Decision 032/2014 | Scottish Information Commissioner

Home Decisions

Decision 032/2014

Decision 032/2014 Mr Colin Kerr and Dumfries and Galloway Health Board

Staff attendance sheets, training and annual leave dates

Reference No: 201302805/7/8
Decision Date: 18 February 2014

Summary

On 7 February 2013, 30 March 2013 and 6 September 2013, Mr Kerr asked Dumfries and Galloway Health Board (NHS Dumfries and Galloway) for various items of information relating to the authority's staff. NHS Dumfries and Galloway withheld information on the basis that the information was personal data and exempt because disclosure would breach the first data protection principle.

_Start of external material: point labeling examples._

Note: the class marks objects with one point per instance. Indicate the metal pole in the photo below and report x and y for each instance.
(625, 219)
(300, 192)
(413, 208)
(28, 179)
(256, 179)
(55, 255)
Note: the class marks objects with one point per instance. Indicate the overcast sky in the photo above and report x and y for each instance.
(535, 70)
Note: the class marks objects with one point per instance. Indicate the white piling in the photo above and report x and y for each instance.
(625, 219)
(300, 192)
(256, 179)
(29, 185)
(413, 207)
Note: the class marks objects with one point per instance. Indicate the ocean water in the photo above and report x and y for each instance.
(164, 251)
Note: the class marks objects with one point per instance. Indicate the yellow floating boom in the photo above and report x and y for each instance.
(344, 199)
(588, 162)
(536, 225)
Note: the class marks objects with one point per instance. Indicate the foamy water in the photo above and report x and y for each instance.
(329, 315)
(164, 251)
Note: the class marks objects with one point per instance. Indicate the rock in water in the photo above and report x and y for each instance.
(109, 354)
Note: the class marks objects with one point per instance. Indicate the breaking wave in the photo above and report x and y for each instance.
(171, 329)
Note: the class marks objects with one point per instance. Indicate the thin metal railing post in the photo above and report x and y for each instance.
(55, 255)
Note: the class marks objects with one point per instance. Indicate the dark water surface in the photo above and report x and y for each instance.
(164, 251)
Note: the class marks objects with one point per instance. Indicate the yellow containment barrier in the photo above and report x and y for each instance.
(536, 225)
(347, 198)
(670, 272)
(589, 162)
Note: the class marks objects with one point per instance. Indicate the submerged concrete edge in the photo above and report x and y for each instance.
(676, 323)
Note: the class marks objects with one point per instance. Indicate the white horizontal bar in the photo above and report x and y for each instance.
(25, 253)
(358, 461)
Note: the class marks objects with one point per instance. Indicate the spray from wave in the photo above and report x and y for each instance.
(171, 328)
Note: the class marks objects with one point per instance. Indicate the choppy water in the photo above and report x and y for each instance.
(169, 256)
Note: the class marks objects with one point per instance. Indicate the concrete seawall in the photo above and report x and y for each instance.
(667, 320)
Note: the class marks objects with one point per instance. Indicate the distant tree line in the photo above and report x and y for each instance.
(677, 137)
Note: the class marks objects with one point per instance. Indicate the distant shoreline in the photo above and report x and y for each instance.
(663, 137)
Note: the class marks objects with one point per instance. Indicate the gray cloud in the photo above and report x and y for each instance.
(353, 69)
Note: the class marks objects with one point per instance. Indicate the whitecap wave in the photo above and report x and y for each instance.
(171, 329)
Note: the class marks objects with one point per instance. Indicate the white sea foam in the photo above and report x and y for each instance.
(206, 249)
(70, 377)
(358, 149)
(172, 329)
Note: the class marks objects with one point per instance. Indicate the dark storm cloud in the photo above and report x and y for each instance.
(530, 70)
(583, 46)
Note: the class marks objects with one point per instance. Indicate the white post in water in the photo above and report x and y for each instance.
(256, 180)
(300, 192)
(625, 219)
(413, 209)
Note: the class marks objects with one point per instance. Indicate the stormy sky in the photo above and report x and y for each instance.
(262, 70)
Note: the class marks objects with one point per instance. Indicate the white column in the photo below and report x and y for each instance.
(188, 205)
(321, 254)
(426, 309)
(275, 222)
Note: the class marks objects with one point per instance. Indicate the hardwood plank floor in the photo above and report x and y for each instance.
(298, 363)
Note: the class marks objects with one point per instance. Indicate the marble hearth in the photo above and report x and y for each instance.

Following an investigation, the Commissioner accepted NHS Dumfries and Galloway's position and found that the authority was entitled to withhold the information.

Relevant statutory provisions

Freedom of Information (Scotland) Act 2002 (FOISA) sections 1(1) and (6) (General entitlement); 2(1)(a) and (2)(e)(ii) (Effect of exemptions); 38(1)(b), (2)(a)(i), (2)(b) and (5) (definitions of "data protection principles", "data subject" and "personal data") (Personal information)

Data Protection Act 1998 (the DPA) sections 1(1) (Basic interpretative provisions) (definition of "personal data"); Schedule 1 (The data protection principles, Part I: the principles) (the first data protection principle) and Schedule 2 (Conditions relevant for purposes of the first principle: processing of any personal data) (condition 6)

The full text of each of the statutory provisions cited above is reproduced in the Appendix to this decision. The Appendix forms part of this decision.

Background

Request 1

1. On 7 February 2013, Mr Kerr wrote to NHS Dumfries and Galloway, requesting the following information:

a) The domestic staff signing in-out sheets for night shift for specified dates, when he stated staffing was at a reduced level;

b) The equivalent information for other specified dates, when he stated staffing was at a more normal level.

2. NHS Dumfries and Galloway responded on 19 February 2013. It provided numbers of domestic staff on duty for the dates specified at 1(b) above, and confirmed that it had already provided the equivalent figures for the dates specified at 1(a). It informed Mr Kerr that the actual sheets were being withheld under section 38 of FOISA on the basis that they comprised the personal data of the staff concerned.

3. On 31 March 2013, Mr Kerr wrote to NHS Dumfries and Galloway, requesting a review of its decision. He confirmed that any personal data could be redacted from the information.

4. NHS Dumfries and Galloway notified Mr Kerr of the outcome of its review on 29 April 2013, upholding its original decision without modification.

Request 2

5. On 30 March 2013, Mr Kerr wrote to NHS Dumfries and Galloway requesting the dates when specified porter-domestics were first trained. He confirmed that he did not require personal details.

6. NHS Dumfries and Galloway responded on 16 April 2013. It explained the training provided to porter-domestics, but refused to disclose individual training dates on the basis that these might identify the staff concerned.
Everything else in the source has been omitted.